Ask, Pose, Unite: Scaling Data Acquisition for Close Interactions with Vision Language Models
Laura Bravo-Sánchez, Jaewoo Heo, Zhenzhen Weng, Kuan-Chieh Wang, Serena Yeung-Levy
TL;DR
This work tackles data scarcity for close human interactions in Human Mesh Estimation by using LVLMs to annotate contact maps and guide test-time mesh optimization, generating the Ask Pose Unite (APU) dataset of 6209 image–mesh pairs. The authors introduce a scalable data-generation pipeline that uses LVLM outputs, 2D keypoints, and chirality cues to construct pseudo-ground-truth SMPL-XA meshes via a two-stage constrained optimization, then train a diffusion-based contact prior on FlickrCI3D, CHI3D, Hi4D, and the APU data for robust inference. A case study on NTU RGB+D 120 shows that this in-domain data improves the contact-prior representation, yielding higher accuracy especially for uncommon interactions and reducing sensitivity to contact-map errors.

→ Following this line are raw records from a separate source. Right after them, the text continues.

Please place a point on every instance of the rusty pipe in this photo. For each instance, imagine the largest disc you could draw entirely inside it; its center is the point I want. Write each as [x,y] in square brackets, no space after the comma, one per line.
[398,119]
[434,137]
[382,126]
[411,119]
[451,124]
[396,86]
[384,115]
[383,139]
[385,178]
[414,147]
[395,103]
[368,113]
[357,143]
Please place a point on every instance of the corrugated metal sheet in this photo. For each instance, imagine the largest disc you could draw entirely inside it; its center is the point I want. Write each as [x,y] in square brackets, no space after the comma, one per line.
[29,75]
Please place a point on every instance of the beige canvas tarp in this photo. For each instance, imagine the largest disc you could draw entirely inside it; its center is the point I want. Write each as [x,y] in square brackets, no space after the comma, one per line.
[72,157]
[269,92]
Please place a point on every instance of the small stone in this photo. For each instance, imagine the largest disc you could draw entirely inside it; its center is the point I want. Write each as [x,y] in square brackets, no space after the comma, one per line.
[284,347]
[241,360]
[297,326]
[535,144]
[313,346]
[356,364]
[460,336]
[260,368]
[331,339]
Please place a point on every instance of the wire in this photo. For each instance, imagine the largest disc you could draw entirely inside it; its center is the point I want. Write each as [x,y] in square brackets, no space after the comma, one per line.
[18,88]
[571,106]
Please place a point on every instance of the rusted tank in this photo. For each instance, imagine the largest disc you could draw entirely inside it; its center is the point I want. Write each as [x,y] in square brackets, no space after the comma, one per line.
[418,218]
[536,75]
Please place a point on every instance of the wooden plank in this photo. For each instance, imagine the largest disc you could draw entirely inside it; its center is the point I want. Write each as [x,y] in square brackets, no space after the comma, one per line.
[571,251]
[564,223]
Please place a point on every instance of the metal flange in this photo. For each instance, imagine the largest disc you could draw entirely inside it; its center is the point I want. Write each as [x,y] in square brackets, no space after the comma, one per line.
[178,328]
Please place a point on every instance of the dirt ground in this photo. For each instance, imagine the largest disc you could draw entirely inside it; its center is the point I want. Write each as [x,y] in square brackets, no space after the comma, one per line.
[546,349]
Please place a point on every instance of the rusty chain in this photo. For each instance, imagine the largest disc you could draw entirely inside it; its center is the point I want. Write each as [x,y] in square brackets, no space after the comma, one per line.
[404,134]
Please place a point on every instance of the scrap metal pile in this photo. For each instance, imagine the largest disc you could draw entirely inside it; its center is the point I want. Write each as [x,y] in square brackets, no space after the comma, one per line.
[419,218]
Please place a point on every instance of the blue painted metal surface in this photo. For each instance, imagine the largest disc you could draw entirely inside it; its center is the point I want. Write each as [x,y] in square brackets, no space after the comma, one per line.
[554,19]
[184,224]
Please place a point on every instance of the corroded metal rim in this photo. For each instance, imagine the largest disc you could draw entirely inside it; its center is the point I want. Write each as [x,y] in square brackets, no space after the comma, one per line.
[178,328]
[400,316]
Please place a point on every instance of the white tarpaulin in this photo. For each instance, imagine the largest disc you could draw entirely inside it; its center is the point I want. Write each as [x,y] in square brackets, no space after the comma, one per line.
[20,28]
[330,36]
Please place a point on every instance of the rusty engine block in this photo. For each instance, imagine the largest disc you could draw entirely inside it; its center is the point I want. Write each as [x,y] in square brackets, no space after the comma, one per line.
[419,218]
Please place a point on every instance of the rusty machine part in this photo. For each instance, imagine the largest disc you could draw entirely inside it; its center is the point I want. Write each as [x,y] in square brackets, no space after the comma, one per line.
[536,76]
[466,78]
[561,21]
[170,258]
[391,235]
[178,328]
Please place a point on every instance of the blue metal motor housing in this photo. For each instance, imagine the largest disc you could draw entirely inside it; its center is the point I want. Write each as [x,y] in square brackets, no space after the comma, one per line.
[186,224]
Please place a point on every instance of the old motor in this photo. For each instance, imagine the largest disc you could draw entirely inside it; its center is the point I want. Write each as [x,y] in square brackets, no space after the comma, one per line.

By providing the APU dataset, a full datasheet, and LVLM prompts, the paper offers a practical, scalable path to richer 3D understanding of close social interactions with broad applicability in social robotics and psychology research.
Abstract
Social dynamics in close human interactions pose significant challenges for Human Mesh Estimation (HME), particularly due to the complexity of physical contacts and the scarcity of training data. Addressing these challenges, we introduce a novel data generation method that utilizes Large Vision Language Models (LVLMs) to annotate contact maps which guide test-time optimization to produce paired image and pseudo-ground truth meshes. This methodology not only alleviates the annotation burden but also enables the assembly of a comprehensive dataset specifically tailored for close interactions in HME. Our Ask Pose Unite (APU) dataset, comprising over 6.2k human mesh pairs in contact covering diverse interaction types, is curated from images depicting naturalistic person-to-person scenes. We empirically show that using our dataset to train a diffusion-based contact prior, used as guidance during optimization, improves mesh estimation on unseen interactions. Our work addresses longstanding challenges of data scarcity for close interactions in HME enhancing the field's capabilities of handling complex interaction scenarios.